A showdown is also brewing between the pair over Australia’s vaccine rollout, scheduled to begin later this month. Scott Morrison on Thursday revealed Australia had secured another 10 million Pfizer doses, doubling Australia’s order for a jab considered the world’s most effective protection from COVID-19.
Ms Berejiklian said she was keen to ensure quarantine workers across the nation were at the front of the queue for the vaccine. “NSW has more of those workers as we are carrying the larger burden,” she said. “I hope that’s made available as soon as possible.
“Returned travellers are bringing it with them, so if we can make sure everybody in and around that system is vaccinated, that reduces the risk to the whole community.”But Ms Palaszczuk said Australia’s most vulnerable needed to get the vaccine first. “I think everyone needs to get their share, it’s not just for NSW people,” she said. Elderly Australians, hotel quarantine and healthcare workers are in the government’s first priority group for the vaccine.
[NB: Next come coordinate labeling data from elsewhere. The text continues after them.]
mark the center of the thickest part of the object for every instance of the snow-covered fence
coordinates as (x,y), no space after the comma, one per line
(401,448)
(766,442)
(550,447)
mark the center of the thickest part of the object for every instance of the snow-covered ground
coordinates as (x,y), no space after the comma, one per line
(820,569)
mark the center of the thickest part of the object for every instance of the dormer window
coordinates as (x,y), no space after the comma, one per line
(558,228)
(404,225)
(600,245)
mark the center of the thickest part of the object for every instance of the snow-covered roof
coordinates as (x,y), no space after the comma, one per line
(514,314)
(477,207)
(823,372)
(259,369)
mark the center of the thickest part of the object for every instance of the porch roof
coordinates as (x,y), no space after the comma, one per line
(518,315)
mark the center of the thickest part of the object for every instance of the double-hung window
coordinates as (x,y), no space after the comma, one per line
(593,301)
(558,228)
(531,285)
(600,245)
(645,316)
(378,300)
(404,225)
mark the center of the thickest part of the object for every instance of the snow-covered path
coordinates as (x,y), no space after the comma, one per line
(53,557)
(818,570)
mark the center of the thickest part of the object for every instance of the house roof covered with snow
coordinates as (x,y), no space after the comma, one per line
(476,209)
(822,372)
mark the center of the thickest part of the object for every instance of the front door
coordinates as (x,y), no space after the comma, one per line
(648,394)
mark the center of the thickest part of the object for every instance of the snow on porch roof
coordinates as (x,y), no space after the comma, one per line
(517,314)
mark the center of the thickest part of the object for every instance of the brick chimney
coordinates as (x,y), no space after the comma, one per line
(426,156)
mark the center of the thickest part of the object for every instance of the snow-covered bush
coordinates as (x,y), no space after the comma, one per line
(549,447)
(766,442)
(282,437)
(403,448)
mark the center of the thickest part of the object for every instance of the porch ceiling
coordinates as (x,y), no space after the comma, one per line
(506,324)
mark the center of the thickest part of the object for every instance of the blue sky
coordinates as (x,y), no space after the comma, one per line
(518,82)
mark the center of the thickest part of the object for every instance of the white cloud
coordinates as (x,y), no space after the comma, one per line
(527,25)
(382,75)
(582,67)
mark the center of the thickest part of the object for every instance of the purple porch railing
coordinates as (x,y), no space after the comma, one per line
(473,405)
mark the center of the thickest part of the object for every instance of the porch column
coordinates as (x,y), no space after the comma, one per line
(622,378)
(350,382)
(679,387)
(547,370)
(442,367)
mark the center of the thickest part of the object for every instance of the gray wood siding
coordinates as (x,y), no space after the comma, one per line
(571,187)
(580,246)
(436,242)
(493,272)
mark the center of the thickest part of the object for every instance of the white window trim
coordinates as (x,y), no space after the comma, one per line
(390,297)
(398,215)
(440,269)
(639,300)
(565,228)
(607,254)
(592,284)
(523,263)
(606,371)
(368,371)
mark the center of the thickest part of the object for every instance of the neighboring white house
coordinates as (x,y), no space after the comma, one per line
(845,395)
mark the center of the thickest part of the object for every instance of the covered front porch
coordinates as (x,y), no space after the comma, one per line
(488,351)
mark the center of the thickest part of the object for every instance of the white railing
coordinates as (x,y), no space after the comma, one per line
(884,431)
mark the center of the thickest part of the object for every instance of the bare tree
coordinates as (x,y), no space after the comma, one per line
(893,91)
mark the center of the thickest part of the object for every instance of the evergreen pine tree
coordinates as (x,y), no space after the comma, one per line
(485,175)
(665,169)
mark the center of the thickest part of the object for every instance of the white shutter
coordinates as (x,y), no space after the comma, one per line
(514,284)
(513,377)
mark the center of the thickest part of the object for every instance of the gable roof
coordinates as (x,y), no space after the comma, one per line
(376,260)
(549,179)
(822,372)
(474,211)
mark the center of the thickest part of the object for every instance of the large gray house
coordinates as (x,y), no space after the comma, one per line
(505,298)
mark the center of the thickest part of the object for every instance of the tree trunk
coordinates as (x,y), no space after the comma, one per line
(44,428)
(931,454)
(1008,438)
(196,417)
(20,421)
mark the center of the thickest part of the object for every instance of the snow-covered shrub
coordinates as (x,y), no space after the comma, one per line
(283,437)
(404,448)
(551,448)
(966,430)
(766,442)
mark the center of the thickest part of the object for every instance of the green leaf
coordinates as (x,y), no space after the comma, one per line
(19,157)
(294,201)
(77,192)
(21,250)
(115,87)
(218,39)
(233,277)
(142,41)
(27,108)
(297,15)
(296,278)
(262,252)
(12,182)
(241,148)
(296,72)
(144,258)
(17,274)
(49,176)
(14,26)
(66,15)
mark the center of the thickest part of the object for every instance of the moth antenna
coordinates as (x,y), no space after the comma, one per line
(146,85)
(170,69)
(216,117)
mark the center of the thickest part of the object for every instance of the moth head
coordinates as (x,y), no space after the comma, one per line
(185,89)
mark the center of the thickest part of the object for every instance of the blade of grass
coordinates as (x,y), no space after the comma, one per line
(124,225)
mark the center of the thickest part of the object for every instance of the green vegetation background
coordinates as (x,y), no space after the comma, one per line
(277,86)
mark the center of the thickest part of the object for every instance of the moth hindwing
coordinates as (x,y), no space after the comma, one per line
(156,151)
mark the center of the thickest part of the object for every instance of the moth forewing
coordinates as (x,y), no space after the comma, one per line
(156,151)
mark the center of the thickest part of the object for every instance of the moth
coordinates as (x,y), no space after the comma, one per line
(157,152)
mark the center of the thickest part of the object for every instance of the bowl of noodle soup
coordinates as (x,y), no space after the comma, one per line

Ms Berejiklian denied the national cabinet meeting on Friday would be fiery, instead saying it would be “constructive”.
Australia’s international arrival cap will also be discussed after hotel quarantine capacity was halved last month in NSW, Queensland and Western Australia in response to the highly infectious UK strain. There is also expected to be a war of words over Australia’s quarantine system, with Victoria and Perth both recording a case among hotel quarantine workers this week. Ms Palaszczuk said more needed to be done to control the spread of coronavirus in hotels, which were not built for the UK variant. “This virus is actually circulating in the corridors,” she said.
“We have got to do more – our quarantine is our last line of defence when it comes to protecting Australians.”
A report into Brisbane’s hotel quarantine infection in January will be handed down on Friday, prompting
Ms Palaszczuk to ramp up calls for quarantine to be moved out of the cities to regional worker camps.
“You can only put options on the table,” she said. “It is up to the PM to come to the party and help.”Ms Berejiklian has publicly opposed the move to establish regional quarantine facilities and raised concerns about the potential spread of the virus during the long travel from the airport to quarantine. “We should really look at making sure the systems we have are foolproof as much as possible,” she said. But the sentiment was rejected by Ms Palaszczuk who said: “If Gladys had an outbreak like we have had in other states, she might change her mind.”Treasurer Josh Frydenberg said the advice to the government was that hotel quarantine remained the most effective way forward. Labor leader Anthony Albanese said: “If you have to quarantine people, it’s better to quarantine people away from large populations”.